Quinoa has been praised as a super grain because of its complete protein content and it’s delectable nutty taste. But the demand for quinoa has brought some difficulties. For one, the price of quinoa has been steadily increasing and has doubled in the last five years. Also it becomes difficult to source quinoa in large quantities since the US import has increased by almost ten-folded in the past 10 years. In fact, people in quinoa growing countries such as Peru and Bolivia have been complaining that it is not affordable to them anymore because of the high demand and foreign buyers have no problem shelling out top dollar for the trendy grain. Who knows how much longer quinoa will be available at a reasonable price and on my menu, so I have been exploring different grain substitutes. As a result, I rediscovered faro, which I had cooked with back in my young chef days before I moved to the US and really liked it.
Blue Ribbon Grain
In German speaking countries it is called Einkorn or Emmer and in Italy it is know as faro. In English speaking countries it’s known as spelt generally. There are differences between them on a chromosomal level, but often they’re put in the same sales bucket. For my part I like to call the grain faro since it sounds more mysterious.
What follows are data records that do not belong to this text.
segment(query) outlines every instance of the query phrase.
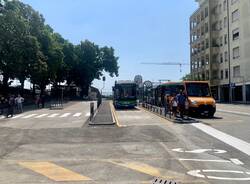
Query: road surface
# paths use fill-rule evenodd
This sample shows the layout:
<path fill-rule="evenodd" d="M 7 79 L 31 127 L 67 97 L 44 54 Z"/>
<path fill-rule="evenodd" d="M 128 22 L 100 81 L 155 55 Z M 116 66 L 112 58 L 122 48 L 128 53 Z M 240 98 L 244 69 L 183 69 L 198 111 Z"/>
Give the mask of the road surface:
<path fill-rule="evenodd" d="M 87 102 L 1 119 L 0 183 L 250 183 L 250 116 L 221 106 L 214 119 L 177 124 L 110 107 L 117 125 L 90 126 Z"/>

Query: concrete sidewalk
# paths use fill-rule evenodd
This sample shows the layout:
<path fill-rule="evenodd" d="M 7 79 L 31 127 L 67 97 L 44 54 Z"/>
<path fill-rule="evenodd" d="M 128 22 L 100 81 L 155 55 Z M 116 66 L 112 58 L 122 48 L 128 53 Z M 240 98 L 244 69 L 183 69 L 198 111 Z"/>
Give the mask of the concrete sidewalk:
<path fill-rule="evenodd" d="M 250 116 L 250 105 L 244 104 L 217 104 L 218 112 L 234 113 Z"/>
<path fill-rule="evenodd" d="M 110 101 L 103 101 L 90 125 L 114 125 Z"/>

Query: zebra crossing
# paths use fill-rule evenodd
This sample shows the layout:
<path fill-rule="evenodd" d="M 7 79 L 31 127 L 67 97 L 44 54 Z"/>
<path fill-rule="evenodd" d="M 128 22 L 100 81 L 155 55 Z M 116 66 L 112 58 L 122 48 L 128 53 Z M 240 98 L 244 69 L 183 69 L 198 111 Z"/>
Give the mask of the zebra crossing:
<path fill-rule="evenodd" d="M 65 112 L 65 113 L 44 113 L 44 114 L 18 114 L 18 115 L 15 115 L 13 116 L 12 118 L 9 118 L 9 119 L 41 119 L 41 118 L 48 118 L 48 119 L 52 119 L 52 118 L 60 118 L 60 119 L 63 119 L 63 118 L 69 118 L 69 117 L 73 117 L 73 118 L 79 118 L 83 116 L 83 113 L 81 112 L 74 112 L 74 113 L 71 113 L 71 112 Z M 88 117 L 90 116 L 89 113 L 85 114 L 85 117 Z M 5 116 L 0 116 L 0 120 L 2 119 L 5 119 L 6 117 Z"/>

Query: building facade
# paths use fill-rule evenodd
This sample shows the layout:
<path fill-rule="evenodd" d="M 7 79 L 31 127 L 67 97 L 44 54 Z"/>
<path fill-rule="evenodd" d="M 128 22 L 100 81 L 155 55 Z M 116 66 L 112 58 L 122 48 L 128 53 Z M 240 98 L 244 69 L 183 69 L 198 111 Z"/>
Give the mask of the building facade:
<path fill-rule="evenodd" d="M 250 1 L 196 0 L 190 17 L 191 74 L 221 102 L 250 102 Z"/>

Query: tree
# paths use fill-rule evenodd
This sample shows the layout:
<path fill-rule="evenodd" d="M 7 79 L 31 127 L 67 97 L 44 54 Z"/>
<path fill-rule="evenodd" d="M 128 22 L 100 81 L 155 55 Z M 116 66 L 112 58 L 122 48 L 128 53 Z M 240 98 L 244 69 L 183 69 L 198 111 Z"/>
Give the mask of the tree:
<path fill-rule="evenodd" d="M 16 69 L 22 63 L 22 46 L 27 36 L 27 24 L 15 12 L 4 10 L 0 16 L 0 71 L 4 89 L 9 79 L 16 77 Z"/>

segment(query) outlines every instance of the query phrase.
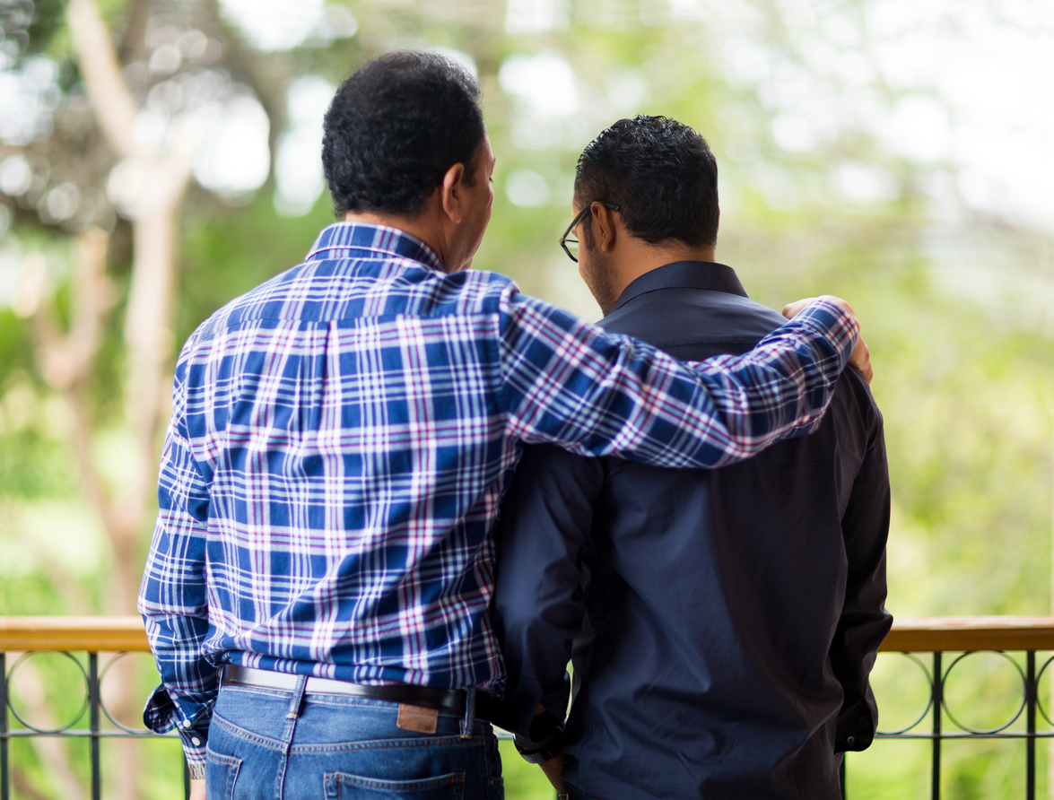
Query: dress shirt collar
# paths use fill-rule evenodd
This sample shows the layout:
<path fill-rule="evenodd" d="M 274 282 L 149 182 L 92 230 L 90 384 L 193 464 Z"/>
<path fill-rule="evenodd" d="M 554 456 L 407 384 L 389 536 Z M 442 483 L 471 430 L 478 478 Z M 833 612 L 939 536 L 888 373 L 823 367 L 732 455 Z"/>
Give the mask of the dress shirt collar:
<path fill-rule="evenodd" d="M 611 311 L 617 311 L 635 297 L 660 289 L 707 289 L 711 292 L 747 296 L 731 267 L 717 261 L 674 261 L 645 272 L 632 280 L 622 290 Z"/>
<path fill-rule="evenodd" d="M 305 260 L 377 256 L 409 258 L 429 269 L 447 271 L 435 251 L 416 236 L 397 228 L 366 222 L 334 222 L 329 226 L 318 234 Z"/>

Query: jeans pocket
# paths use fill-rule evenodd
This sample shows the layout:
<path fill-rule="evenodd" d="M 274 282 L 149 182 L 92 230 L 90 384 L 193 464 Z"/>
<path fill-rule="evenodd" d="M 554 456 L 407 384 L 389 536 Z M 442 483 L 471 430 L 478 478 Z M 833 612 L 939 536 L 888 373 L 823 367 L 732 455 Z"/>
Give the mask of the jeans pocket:
<path fill-rule="evenodd" d="M 204 767 L 206 795 L 209 800 L 233 800 L 241 759 L 208 750 Z"/>
<path fill-rule="evenodd" d="M 327 800 L 462 800 L 465 774 L 391 781 L 348 773 L 327 773 L 325 784 Z M 212 796 L 209 797 L 212 800 Z"/>

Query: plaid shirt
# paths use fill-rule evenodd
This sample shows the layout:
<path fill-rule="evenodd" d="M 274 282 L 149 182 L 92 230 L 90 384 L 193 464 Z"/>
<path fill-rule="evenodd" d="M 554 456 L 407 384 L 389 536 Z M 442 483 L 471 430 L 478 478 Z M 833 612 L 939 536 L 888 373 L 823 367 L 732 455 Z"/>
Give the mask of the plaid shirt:
<path fill-rule="evenodd" d="M 447 274 L 399 231 L 327 228 L 176 365 L 139 597 L 163 682 L 147 723 L 203 763 L 225 662 L 501 691 L 491 528 L 522 445 L 727 464 L 812 430 L 856 335 L 820 303 L 689 369 L 502 275 Z"/>

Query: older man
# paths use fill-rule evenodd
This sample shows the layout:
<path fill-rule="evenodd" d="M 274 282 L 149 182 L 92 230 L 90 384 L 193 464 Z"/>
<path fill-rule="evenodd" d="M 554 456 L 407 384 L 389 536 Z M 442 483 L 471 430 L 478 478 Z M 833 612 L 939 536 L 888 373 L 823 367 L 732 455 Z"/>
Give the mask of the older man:
<path fill-rule="evenodd" d="M 346 80 L 323 152 L 343 221 L 180 354 L 139 608 L 144 717 L 197 794 L 500 797 L 491 528 L 523 444 L 724 464 L 812 430 L 865 354 L 828 299 L 684 366 L 468 271 L 479 97 L 424 53 Z"/>

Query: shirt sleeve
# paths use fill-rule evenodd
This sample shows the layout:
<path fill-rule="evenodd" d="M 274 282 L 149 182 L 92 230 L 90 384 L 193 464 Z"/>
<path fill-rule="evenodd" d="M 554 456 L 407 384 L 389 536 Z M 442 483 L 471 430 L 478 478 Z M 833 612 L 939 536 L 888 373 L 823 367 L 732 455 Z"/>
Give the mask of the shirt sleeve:
<path fill-rule="evenodd" d="M 811 433 L 859 334 L 819 300 L 745 355 L 682 364 L 514 286 L 500 317 L 512 435 L 662 467 L 719 467 Z"/>
<path fill-rule="evenodd" d="M 502 503 L 491 619 L 507 683 L 497 724 L 528 736 L 539 704 L 567 713 L 571 644 L 585 616 L 582 550 L 604 486 L 598 458 L 524 448 Z"/>
<path fill-rule="evenodd" d="M 189 444 L 182 377 L 176 368 L 173 413 L 158 479 L 158 513 L 139 589 L 139 612 L 161 685 L 143 722 L 163 734 L 178 729 L 192 773 L 203 767 L 218 672 L 202 656 L 209 633 L 204 575 L 209 481 Z"/>
<path fill-rule="evenodd" d="M 862 383 L 862 379 L 861 379 Z M 867 390 L 861 387 L 861 391 Z M 842 515 L 848 572 L 842 614 L 831 644 L 831 667 L 842 685 L 835 749 L 862 750 L 878 729 L 868 675 L 893 617 L 885 610 L 885 544 L 890 533 L 890 474 L 881 416 Z"/>

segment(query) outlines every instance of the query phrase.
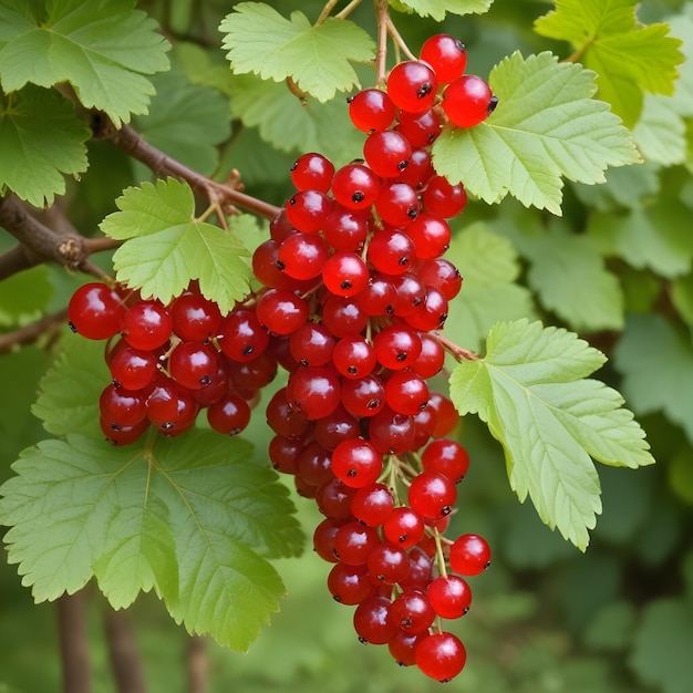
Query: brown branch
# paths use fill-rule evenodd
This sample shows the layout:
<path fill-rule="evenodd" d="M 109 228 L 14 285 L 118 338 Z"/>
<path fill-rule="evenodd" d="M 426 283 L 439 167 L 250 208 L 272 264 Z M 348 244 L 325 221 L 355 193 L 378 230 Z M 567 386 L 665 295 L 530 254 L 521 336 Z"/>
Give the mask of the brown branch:
<path fill-rule="evenodd" d="M 206 693 L 209 660 L 207 640 L 203 635 L 193 635 L 188 644 L 188 692 Z"/>
<path fill-rule="evenodd" d="M 39 338 L 45 333 L 58 333 L 60 328 L 68 319 L 68 309 L 64 308 L 56 313 L 45 316 L 38 322 L 32 322 L 22 328 L 14 330 L 13 332 L 7 332 L 0 334 L 0 354 L 9 353 L 15 346 L 23 344 L 33 344 Z"/>
<path fill-rule="evenodd" d="M 63 594 L 58 600 L 58 630 L 64 693 L 92 693 L 84 592 Z"/>
<path fill-rule="evenodd" d="M 267 219 L 271 219 L 280 211 L 279 207 L 275 205 L 246 195 L 232 185 L 217 183 L 194 168 L 185 166 L 143 139 L 130 125 L 123 125 L 116 130 L 104 114 L 99 114 L 92 127 L 94 137 L 111 142 L 147 166 L 157 177 L 183 178 L 194 190 L 205 195 L 213 204 L 221 204 L 226 207 L 227 213 L 231 211 L 228 209 L 229 205 L 237 205 Z"/>
<path fill-rule="evenodd" d="M 127 613 L 106 607 L 104 622 L 117 691 L 145 693 L 144 671 Z"/>

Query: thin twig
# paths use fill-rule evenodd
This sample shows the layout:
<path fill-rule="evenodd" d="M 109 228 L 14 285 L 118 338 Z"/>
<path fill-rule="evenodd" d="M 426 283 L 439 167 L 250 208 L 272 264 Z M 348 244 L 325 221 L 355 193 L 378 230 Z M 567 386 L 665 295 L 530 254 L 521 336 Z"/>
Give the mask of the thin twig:
<path fill-rule="evenodd" d="M 267 219 L 271 219 L 280 211 L 280 208 L 275 205 L 270 205 L 251 195 L 246 195 L 237 190 L 232 185 L 217 183 L 199 172 L 185 166 L 185 164 L 172 158 L 143 139 L 130 125 L 123 125 L 120 130 L 116 130 L 113 123 L 102 114 L 94 122 L 93 127 L 95 137 L 111 142 L 133 158 L 143 163 L 158 177 L 172 176 L 174 178 L 183 178 L 193 189 L 205 195 L 210 203 L 220 204 L 227 214 L 234 213 L 229 205 L 237 205 Z"/>
<path fill-rule="evenodd" d="M 92 693 L 92 670 L 84 616 L 84 592 L 58 600 L 58 629 L 64 693 Z"/>

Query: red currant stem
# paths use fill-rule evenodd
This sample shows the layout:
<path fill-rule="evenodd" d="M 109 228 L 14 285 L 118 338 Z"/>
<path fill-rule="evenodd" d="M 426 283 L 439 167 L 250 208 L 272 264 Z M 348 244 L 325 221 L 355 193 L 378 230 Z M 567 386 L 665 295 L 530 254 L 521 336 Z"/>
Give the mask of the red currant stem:
<path fill-rule="evenodd" d="M 416 58 L 416 55 L 414 55 L 414 53 L 412 53 L 412 51 L 410 51 L 408 45 L 406 45 L 406 42 L 404 41 L 404 39 L 400 34 L 400 32 L 397 31 L 396 27 L 392 22 L 392 19 L 390 18 L 390 14 L 387 14 L 386 22 L 387 22 L 387 33 L 390 33 L 390 35 L 392 37 L 393 41 L 395 42 L 395 45 L 399 45 L 402 49 L 402 52 L 410 60 L 418 60 Z"/>
<path fill-rule="evenodd" d="M 375 0 L 375 21 L 377 23 L 377 53 L 375 54 L 375 84 L 385 86 L 387 82 L 387 0 Z"/>
<path fill-rule="evenodd" d="M 334 19 L 346 19 L 360 4 L 361 0 L 351 0 L 348 6 L 334 15 Z"/>
<path fill-rule="evenodd" d="M 33 344 L 44 334 L 48 334 L 50 338 L 58 337 L 66 319 L 68 309 L 64 308 L 55 313 L 41 318 L 41 320 L 37 322 L 18 328 L 12 332 L 0 334 L 0 354 L 9 353 L 17 346 Z"/>
<path fill-rule="evenodd" d="M 30 214 L 14 195 L 0 196 L 0 226 L 20 244 L 0 256 L 0 279 L 44 261 L 94 273 L 85 238 L 72 228 L 59 234 Z"/>
<path fill-rule="evenodd" d="M 459 363 L 463 361 L 482 361 L 482 358 L 477 353 L 458 346 L 455 342 L 448 340 L 441 330 L 432 330 L 431 335 L 437 340 L 443 349 L 451 353 Z"/>
<path fill-rule="evenodd" d="M 438 567 L 438 572 L 442 577 L 447 577 L 447 566 L 445 565 L 445 555 L 443 554 L 443 542 L 441 541 L 441 532 L 437 527 L 433 528 L 433 539 L 435 541 L 435 560 Z"/>
<path fill-rule="evenodd" d="M 94 137 L 106 139 L 123 149 L 159 177 L 182 178 L 193 189 L 205 195 L 210 203 L 218 204 L 228 214 L 236 211 L 234 208 L 236 205 L 267 219 L 273 218 L 280 211 L 280 207 L 236 189 L 235 185 L 238 180 L 232 184 L 218 183 L 185 166 L 145 142 L 130 125 L 123 125 L 117 130 L 105 114 L 101 114 L 99 124 L 94 126 Z"/>

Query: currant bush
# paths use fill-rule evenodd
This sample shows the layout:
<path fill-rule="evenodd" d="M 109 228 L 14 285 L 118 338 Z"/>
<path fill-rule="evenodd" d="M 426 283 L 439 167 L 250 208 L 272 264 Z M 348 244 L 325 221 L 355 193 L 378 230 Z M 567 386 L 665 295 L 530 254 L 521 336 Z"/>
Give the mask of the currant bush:
<path fill-rule="evenodd" d="M 443 536 L 469 457 L 446 437 L 458 416 L 428 382 L 463 283 L 442 257 L 447 219 L 467 203 L 464 185 L 436 174 L 431 145 L 495 106 L 488 85 L 464 74 L 466 60 L 459 41 L 432 37 L 386 89 L 349 100 L 363 158 L 296 161 L 296 193 L 252 256 L 260 288 L 228 314 L 195 282 L 167 306 L 92 282 L 69 307 L 73 331 L 107 340 L 100 410 L 114 445 L 152 428 L 180 435 L 203 410 L 214 431 L 237 435 L 260 391 L 288 372 L 265 408 L 268 454 L 324 515 L 313 547 L 332 566 L 328 589 L 355 607 L 362 642 L 387 644 L 401 665 L 439 681 L 466 659 L 441 621 L 468 611 L 462 576 L 490 562 L 482 537 Z"/>

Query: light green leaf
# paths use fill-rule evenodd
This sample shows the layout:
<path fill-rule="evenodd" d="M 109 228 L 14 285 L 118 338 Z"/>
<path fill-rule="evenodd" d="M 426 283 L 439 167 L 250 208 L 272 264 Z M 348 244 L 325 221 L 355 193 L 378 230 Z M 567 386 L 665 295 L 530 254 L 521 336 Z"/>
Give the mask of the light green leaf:
<path fill-rule="evenodd" d="M 245 650 L 285 591 L 262 555 L 294 555 L 301 536 L 287 488 L 250 454 L 204 431 L 43 441 L 1 487 L 9 560 L 37 601 L 93 576 L 114 608 L 154 589 L 190 632 Z"/>
<path fill-rule="evenodd" d="M 666 24 L 643 27 L 637 0 L 557 0 L 556 10 L 535 22 L 535 30 L 569 41 L 586 68 L 598 73 L 599 97 L 632 127 L 643 92 L 673 94 L 682 62 L 681 41 Z"/>
<path fill-rule="evenodd" d="M 693 621 L 683 599 L 656 599 L 642 613 L 630 666 L 639 679 L 662 693 L 691 690 Z"/>
<path fill-rule="evenodd" d="M 653 463 L 623 399 L 587 379 L 604 361 L 571 332 L 518 320 L 495 325 L 486 356 L 451 376 L 459 413 L 477 413 L 503 445 L 519 499 L 529 495 L 541 520 L 581 550 L 601 511 L 590 456 L 617 466 Z"/>
<path fill-rule="evenodd" d="M 494 0 L 389 0 L 389 4 L 401 12 L 414 12 L 442 22 L 451 14 L 482 14 Z"/>
<path fill-rule="evenodd" d="M 254 72 L 275 82 L 291 77 L 323 102 L 359 86 L 350 62 L 375 58 L 373 40 L 351 21 L 329 18 L 313 27 L 303 12 L 291 12 L 288 20 L 263 2 L 239 2 L 219 31 L 235 73 Z"/>
<path fill-rule="evenodd" d="M 603 183 L 604 169 L 640 162 L 629 132 L 591 99 L 594 73 L 548 52 L 519 52 L 489 76 L 498 106 L 476 127 L 444 132 L 436 170 L 488 204 L 508 193 L 526 207 L 560 215 L 563 182 Z"/>
<path fill-rule="evenodd" d="M 693 272 L 672 282 L 671 301 L 679 314 L 693 327 Z"/>
<path fill-rule="evenodd" d="M 223 313 L 245 297 L 250 268 L 238 236 L 255 228 L 252 217 L 234 217 L 230 231 L 198 221 L 193 190 L 173 178 L 127 188 L 116 204 L 101 228 L 125 240 L 113 256 L 118 281 L 168 303 L 197 279 Z"/>
<path fill-rule="evenodd" d="M 32 267 L 0 281 L 0 325 L 38 320 L 53 296 L 48 267 Z"/>
<path fill-rule="evenodd" d="M 39 383 L 39 397 L 31 412 L 53 435 L 83 433 L 102 436 L 99 397 L 111 380 L 104 360 L 104 343 L 65 329 L 60 352 Z"/>
<path fill-rule="evenodd" d="M 301 105 L 283 84 L 246 74 L 234 76 L 230 93 L 234 116 L 257 126 L 260 137 L 281 152 L 321 152 L 342 165 L 363 147 L 363 134 L 339 100 Z"/>
<path fill-rule="evenodd" d="M 2 89 L 70 82 L 84 106 L 105 111 L 116 126 L 130 122 L 131 113 L 146 113 L 154 87 L 145 75 L 168 69 L 169 44 L 156 32 L 156 22 L 133 4 L 2 0 Z"/>
<path fill-rule="evenodd" d="M 63 174 L 86 169 L 90 136 L 56 92 L 31 85 L 0 92 L 0 189 L 7 186 L 34 207 L 52 205 L 65 192 Z"/>
<path fill-rule="evenodd" d="M 231 133 L 228 101 L 216 90 L 192 84 L 183 72 L 155 75 L 149 113 L 134 120 L 144 139 L 204 174 L 219 163 L 216 145 Z"/>
<path fill-rule="evenodd" d="M 662 199 L 628 214 L 592 215 L 588 232 L 602 255 L 673 279 L 691 270 L 693 234 L 682 232 L 690 220 L 687 207 L 679 200 Z"/>
<path fill-rule="evenodd" d="M 456 232 L 446 258 L 464 279 L 445 323 L 445 333 L 455 343 L 478 351 L 496 322 L 536 317 L 531 293 L 515 283 L 520 267 L 513 245 L 486 224 Z"/>
<path fill-rule="evenodd" d="M 656 356 L 654 358 L 653 354 Z M 693 442 L 693 349 L 662 316 L 633 316 L 613 352 L 637 414 L 661 411 Z"/>
<path fill-rule="evenodd" d="M 565 231 L 542 234 L 525 244 L 529 286 L 541 303 L 576 331 L 620 330 L 623 296 L 594 242 Z"/>

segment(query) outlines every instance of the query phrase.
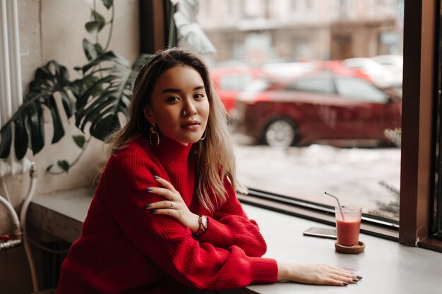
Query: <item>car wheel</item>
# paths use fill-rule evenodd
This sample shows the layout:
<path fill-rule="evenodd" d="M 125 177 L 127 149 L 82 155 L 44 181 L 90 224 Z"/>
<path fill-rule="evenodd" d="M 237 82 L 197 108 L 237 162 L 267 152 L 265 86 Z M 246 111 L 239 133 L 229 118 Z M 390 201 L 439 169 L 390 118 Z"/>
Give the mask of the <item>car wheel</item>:
<path fill-rule="evenodd" d="M 297 128 L 291 121 L 280 118 L 267 125 L 264 130 L 264 142 L 275 148 L 287 148 L 297 138 Z"/>

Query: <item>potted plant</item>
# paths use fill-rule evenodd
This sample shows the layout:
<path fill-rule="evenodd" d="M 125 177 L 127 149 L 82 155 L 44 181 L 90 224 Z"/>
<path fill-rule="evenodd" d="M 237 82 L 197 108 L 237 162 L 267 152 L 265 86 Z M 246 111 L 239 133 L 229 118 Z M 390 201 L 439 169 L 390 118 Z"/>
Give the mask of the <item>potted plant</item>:
<path fill-rule="evenodd" d="M 74 68 L 80 77 L 71 80 L 67 68 L 54 60 L 36 70 L 23 104 L 0 129 L 0 159 L 8 158 L 13 149 L 18 160 L 25 157 L 28 148 L 34 155 L 43 149 L 44 108 L 49 109 L 52 116 L 52 144 L 65 135 L 60 111 L 64 111 L 68 118 L 73 116 L 76 126 L 83 133 L 73 136 L 75 143 L 81 149 L 77 158 L 71 163 L 64 159 L 58 160 L 58 171 L 53 171 L 53 166 L 49 166 L 47 171 L 53 174 L 68 171 L 78 162 L 92 137 L 103 140 L 109 133 L 120 127 L 119 116 L 126 114 L 133 82 L 150 54 L 141 54 L 130 64 L 117 52 L 108 49 L 115 7 L 113 0 L 101 0 L 101 3 L 111 11 L 112 17 L 107 20 L 97 10 L 94 0 L 90 20 L 85 24 L 90 38 L 83 40 L 83 50 L 88 62 Z M 171 3 L 169 46 L 173 43 L 172 36 L 176 22 L 181 36 L 188 44 L 193 44 L 198 53 L 215 51 L 196 23 L 193 13 L 198 3 L 189 0 L 171 0 Z M 178 4 L 180 11 L 175 12 Z M 106 44 L 103 46 L 99 42 L 98 35 L 105 26 L 111 27 Z M 61 102 L 62 110 L 57 106 L 57 99 Z"/>

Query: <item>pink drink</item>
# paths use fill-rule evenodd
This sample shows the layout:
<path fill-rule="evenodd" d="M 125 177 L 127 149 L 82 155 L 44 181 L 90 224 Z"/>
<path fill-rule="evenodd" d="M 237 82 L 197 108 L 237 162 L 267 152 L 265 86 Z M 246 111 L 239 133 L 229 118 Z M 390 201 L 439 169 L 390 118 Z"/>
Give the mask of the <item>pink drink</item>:
<path fill-rule="evenodd" d="M 359 240 L 361 228 L 361 212 L 359 207 L 342 207 L 344 220 L 339 208 L 336 209 L 336 233 L 338 243 L 343 246 L 354 246 Z"/>
<path fill-rule="evenodd" d="M 336 221 L 338 243 L 344 246 L 354 246 L 359 240 L 361 221 Z"/>

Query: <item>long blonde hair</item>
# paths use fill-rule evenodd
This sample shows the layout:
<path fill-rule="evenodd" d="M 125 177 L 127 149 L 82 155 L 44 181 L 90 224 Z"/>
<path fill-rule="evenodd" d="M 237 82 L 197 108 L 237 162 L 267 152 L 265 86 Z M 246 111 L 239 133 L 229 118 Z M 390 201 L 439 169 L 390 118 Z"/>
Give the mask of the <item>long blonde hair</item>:
<path fill-rule="evenodd" d="M 169 68 L 187 66 L 201 76 L 209 100 L 209 118 L 206 137 L 195 143 L 196 152 L 196 189 L 200 203 L 213 211 L 226 200 L 224 180 L 230 180 L 234 189 L 244 190 L 236 177 L 235 157 L 227 128 L 227 114 L 213 87 L 205 63 L 198 55 L 186 50 L 172 48 L 159 51 L 141 68 L 137 76 L 129 107 L 129 119 L 120 130 L 107 139 L 110 156 L 124 149 L 138 132 L 146 135 L 150 123 L 143 109 L 151 106 L 152 93 L 159 78 Z M 215 199 L 210 198 L 210 192 Z"/>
Generally it is a good idea to pre-soak it for at least four hours, which makes the cooking process a quick affair. Thanks to its nutty flavor profile it’s very forgiving to the novice cook. A little salt, some strongish herbs such as rosemary or thyme and you’ll have a tasty grain after a +/- 40 minute cooking time. Faro reminds me of barley in size and it keeps a seductive chew, which makes it perfect for a risotto-like preparation. It’s versatile in recipes from hot applications in saucy dishes such as stews to salads. All that makes faro the blue ribbon grain of the season.
Any Gluten in Faro?
For folks that have a gluten intolerance, faro may be a good substitute, but it still contains some gluten albeit much less than wheat. But if any gluten intake makes you crawl up in pain stay away from it!
Basic Faro Recipes
(recipe makes four servings)
1.5 cups faro
¼ teaspoon sea salt
5 grindings black pepper
3 tablespoons vinegar such as brown rice or apple cider
1 teaspoon rosemary or thyme leaves, chopped
- Soak faro in hot water for 4 hours or overnight in the refrigerator.
- In a pot combine faro with 1.5 cups hot water, salt, black pepper and vinegar. Cook on medium heat setting covered with a tight fitting lid for 10 minutes. Switch heat setting to low and add the chopped herb and continue to cook 15 minutes longer covered.
Chef’s Note: 1 cup raw faro makes approximately 2.5 cups cooked faro.
Faro serving suggestions using the cooked faro:
- Try adding faro to soups to make them more hearty, e.g., switch out the pasta in Minestrone for faro, or instead of adding rice to a tomato soup use faro instead.
- Add faro to a stew instead of potatoes. The faro will adapt to any flavor profile of the sauce. Try lamb stew with carrots, squash and faro.
- Instead of using rice in a risotto, use cooked faro. Faro brings along the “al dente” texture similar to risotto rice. Try a combo of faro and roasted mushrooms finished with a touch of soy sauce to boost the umami flavor.
- Toss cooked faro in a fall salad, e.g., cranberries or raisins, walnuts or pecans, chopped kale, endive or radicchio salad. Dress it with a simple extra virgin olive oil and cider vinegar mixture. Plus some grindings of black pepper and a few sprinkles of salt will make a satisfying salad creation.
- Try faro combined with roasted root vegetables as a side dish for fish such as pan roasted striped bass or grilled salmon.
- Last not but least think of a faro rice pudding – use faro for a hearty treat instead of rice.